L’émergence de l’antisémitisme dans la campagne de 2016 aurait pu susciter une discussion importante sur la sûreté et la sécurité de la communauté juive américaine. Au lieu de cela, les républicains et les démocrates ont essayé de goudronner les opposants en les associant à des détracteurs de juifs marginaux tout en niant ou en ignorant le problème dans leur propre camp.

En effet, les murs d’hostilité et de suspicion mutuelles qui traversent le corps politique américain – et, sous une forme légèrement différente, à travers la communauté juive – ont laissé une grande partie du public croire que l’antisémitisme est un problème unitaire qui existe là-bas, de l’autre côté, alors qu’ils sont incapables de voir le problème parallèle de son propre côté. Le déni n’est pas seulement myope mais aussi dangereux. Les deux souches de l’idéologie anti-juive ont été responsables de multiples attaques meurtrières ciblant spécifiquement les juifs et les institutions juives sur le sol américain au cours du dernier quart de siècle, depuis le début de la hausse.
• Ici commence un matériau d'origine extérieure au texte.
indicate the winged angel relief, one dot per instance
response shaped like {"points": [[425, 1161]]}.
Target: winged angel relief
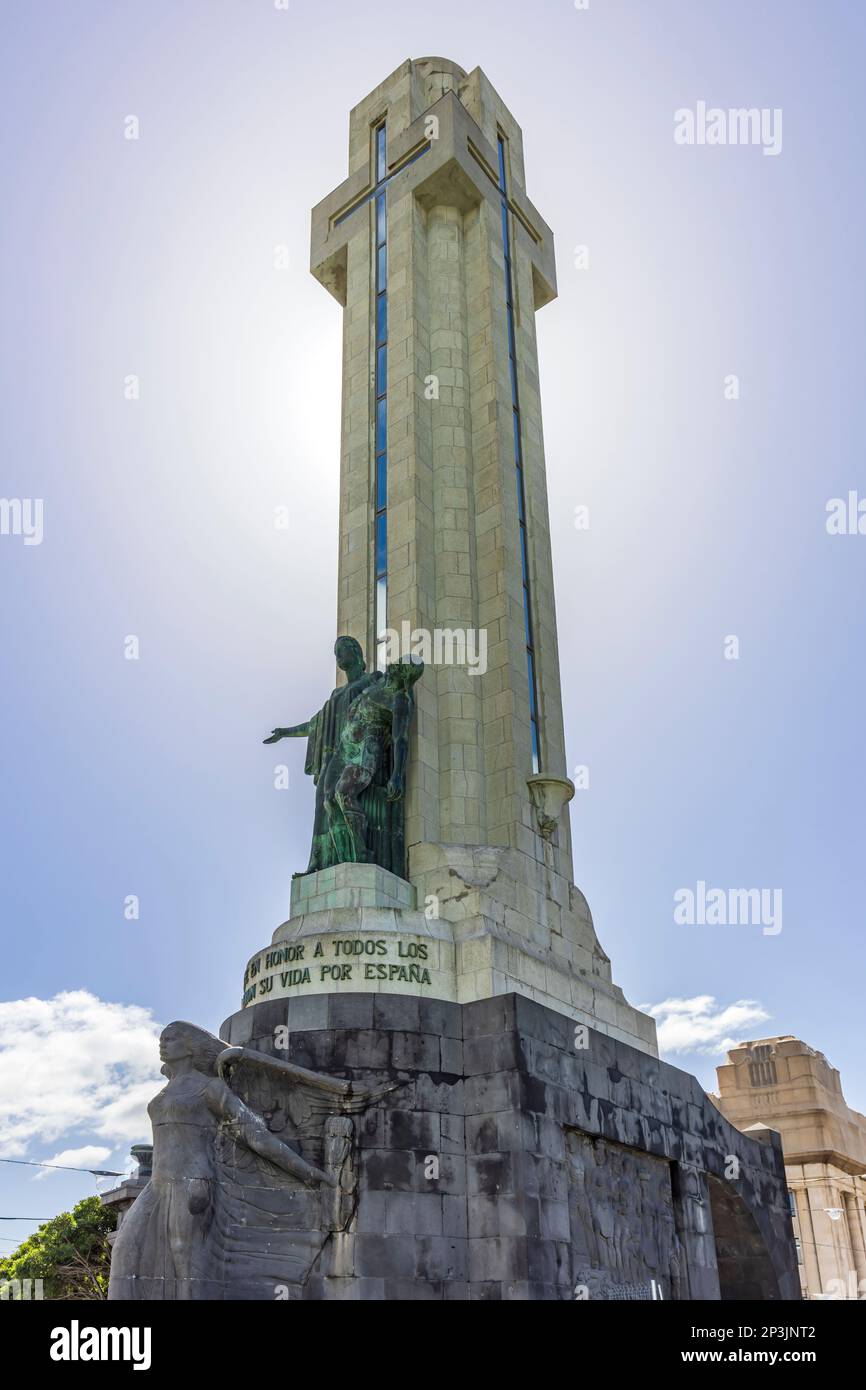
{"points": [[232, 1208]]}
En fait, selon mes propres recherches via les données du FBI et les archives de journaux en ligne à travers le pays, les deux courants, l’extrême droite et l’anti-Israël, sont tous deux impliqués dans à peu près le même nombre d’attaques de ce type au cours de cette période.

La ligne séparant l’opposition vive et militante à la politique israélienne de la haine de son existence n’est pas toujours facile à voir. Ce n’est pas non plus dur et rapide. Cinquante ans de règne militaire israélien sur des millions de Palestiniens sans citoyenneté ni droits politiques génèrent une bombe à retardement de frustration libérale occidentale. Les militants palestiniens exploitent la frustration pour faire pression sur Israël et faire avancer leur cause. Tout devient diablement compliqué : il y a la haine d’Israël à cause de ce qu’il est. Il y a aussi la haine attisée par ce que fait Israël.

En même temps, il y a un élément de l’antisémitisme américain de droite qui n’est pas un préjugé mais une véritable opposition politique à l’agenda social de la communauté de défense juive. Les Juifs américains ont travaillé de manière organisée au cours du siècle dernier pour promouvoir un ensemble de principes largement libéraux, notamment le pluralisme, les droits des minorités, la séparation de l’Église et de l’État et l’engagement international. D’importantes souches de conservatisme s’opposent à certains ou à tous ces principes. Certains concluent que la communauté juive est leur adversaire. D’autres évitent de mentionner les Juifs, craignant d’être accusés d’antisémitisme.

Ici aussi, la frontière entre la haine des Juifs et l’opposition à la politique juive n’est pas étanche. Il y a des critiques conservateurs de la politique israélienne qui brident le tabou de la critique ouverte et laissent leurs désaccords se transformer en hostilité. Comme l’autodéfense israélienne, l’hypersensibilité juive de la diaspora est parfois capable d’attiser l’hostilité même qu’elle est censée dissuader.